Download Data

Store your data in a google drive folder and then mount drive to connect to your google drive

from google.colab import drive
drive.mount('/content/drive')
Drive already mounted at /content/drive; to attempt to forcibly remount, call drive.mount("/content/drive", force_remount=True).

Import relevant libraries

import pandas as pd
import numpy as np
from pathlib import Path

Copy Path of the folder where you store your data

path = Path('/content/drive/MyDrive/Kaggle/data/homesite-quote')
path.mkdir(parents=True, exist_ok=True)
path
PosixPath('/content/drive/MyDrive/Kaggle/data/homesite-quote')

Import data and store it as a dataframe

df = pd.read_csv(path/'train_df.csv', low_memory=False)
test_df=pd.read_csv(path/'test.csv', low_memory=False)

EDA

There are 4 EDA libraries that we are exploring today. Each has its own advantages and disadvantages.This page references https://towardsdatascience.com/4-libraries-that-can-perform-eda-in-one-line-of-python-code-b13938a06ae

Pandas Profiling

Please refer to https://github.com/pandas-profiling/pandas-profiling for the full instruction and examples

Run the below code to install Data Profiling straight from Github

! pip install https://github.com/pandas-profiling/pandas-profiling/archive/master.zip

Import the library

from pandas_profiling import ProfileReport

Creating the a report.
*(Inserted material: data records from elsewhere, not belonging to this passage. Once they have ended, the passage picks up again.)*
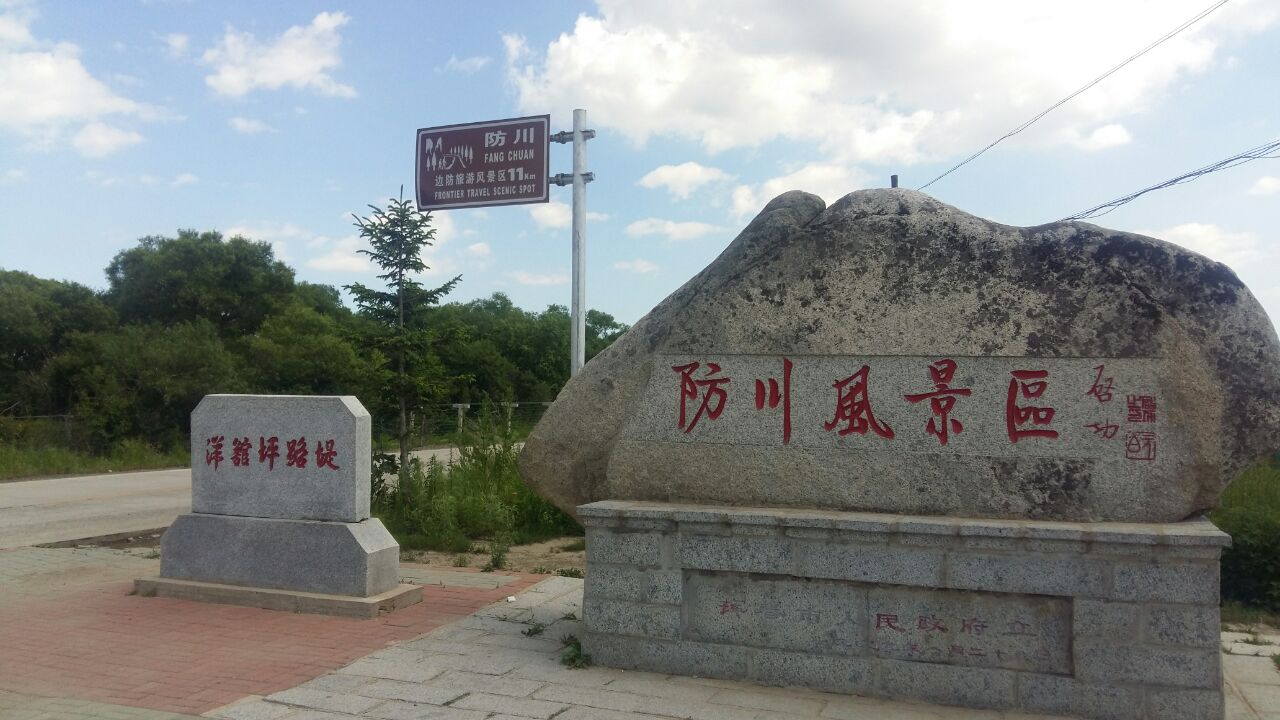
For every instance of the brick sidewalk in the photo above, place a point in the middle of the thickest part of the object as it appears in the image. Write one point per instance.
(97, 642)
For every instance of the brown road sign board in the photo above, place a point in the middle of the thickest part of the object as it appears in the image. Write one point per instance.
(481, 164)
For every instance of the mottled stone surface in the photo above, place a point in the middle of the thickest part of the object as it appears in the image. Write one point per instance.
(351, 559)
(319, 468)
(895, 281)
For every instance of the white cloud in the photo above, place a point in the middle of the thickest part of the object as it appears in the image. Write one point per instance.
(868, 81)
(99, 140)
(673, 231)
(682, 180)
(467, 65)
(639, 265)
(45, 89)
(830, 182)
(525, 277)
(556, 214)
(248, 126)
(343, 258)
(1238, 250)
(1101, 139)
(300, 58)
(176, 44)
(1266, 185)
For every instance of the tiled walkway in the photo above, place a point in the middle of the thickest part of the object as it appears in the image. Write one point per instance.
(96, 641)
(74, 645)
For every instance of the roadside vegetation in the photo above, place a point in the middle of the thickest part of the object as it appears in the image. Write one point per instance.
(1251, 568)
(106, 379)
(476, 497)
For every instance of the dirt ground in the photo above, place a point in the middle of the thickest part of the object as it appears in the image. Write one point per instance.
(551, 556)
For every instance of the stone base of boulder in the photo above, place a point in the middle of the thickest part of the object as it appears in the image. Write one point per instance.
(1101, 620)
(289, 601)
(341, 559)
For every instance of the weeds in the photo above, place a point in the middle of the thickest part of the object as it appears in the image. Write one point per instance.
(571, 652)
(35, 461)
(497, 555)
(478, 496)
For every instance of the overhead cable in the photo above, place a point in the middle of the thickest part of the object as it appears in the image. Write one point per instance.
(1262, 151)
(1198, 17)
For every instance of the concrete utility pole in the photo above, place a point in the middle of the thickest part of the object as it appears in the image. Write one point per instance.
(580, 177)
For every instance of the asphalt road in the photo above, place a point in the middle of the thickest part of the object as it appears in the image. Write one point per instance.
(90, 506)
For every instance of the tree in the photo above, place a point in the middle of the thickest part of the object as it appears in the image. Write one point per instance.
(233, 283)
(397, 236)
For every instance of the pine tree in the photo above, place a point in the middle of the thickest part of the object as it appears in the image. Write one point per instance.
(397, 236)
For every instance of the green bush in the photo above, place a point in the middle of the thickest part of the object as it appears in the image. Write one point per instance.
(478, 496)
(1251, 515)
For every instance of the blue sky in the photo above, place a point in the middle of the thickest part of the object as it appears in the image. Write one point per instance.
(279, 119)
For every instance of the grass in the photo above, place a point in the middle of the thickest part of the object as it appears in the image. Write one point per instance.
(19, 461)
(1249, 513)
(479, 496)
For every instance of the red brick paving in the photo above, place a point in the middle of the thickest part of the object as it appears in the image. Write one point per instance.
(101, 643)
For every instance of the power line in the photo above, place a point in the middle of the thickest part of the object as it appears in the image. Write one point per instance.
(1201, 16)
(1262, 151)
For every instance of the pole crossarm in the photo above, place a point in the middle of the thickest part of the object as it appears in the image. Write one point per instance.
(567, 178)
(567, 136)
For this report, I set minimal=True to disable expensive computation to save runtime. This mode only gives you basic analysis with no correlation matrix (Because we have more than 300 columns, the correlation matrix is too big to be displayed). I tried running this on Full mode and it took forever to load.

profile=ProfileReport(df, title="Homesite Quote Conversion",minimal=True)

Run this code in Google Colab to show the report

%%time
profile.to_notebook_iframe()
CPU times: user 2min 38s, sys: 1min 2s, total: 3min 41s
Wall time: 2min 32s

Save an output file. This will create a html page in your Google Colab temporary folder. Download or move to it Google Drive if you want to save it

profile.to_file(output_file="Homesite_Quote_EDA_Data_Profilling.html")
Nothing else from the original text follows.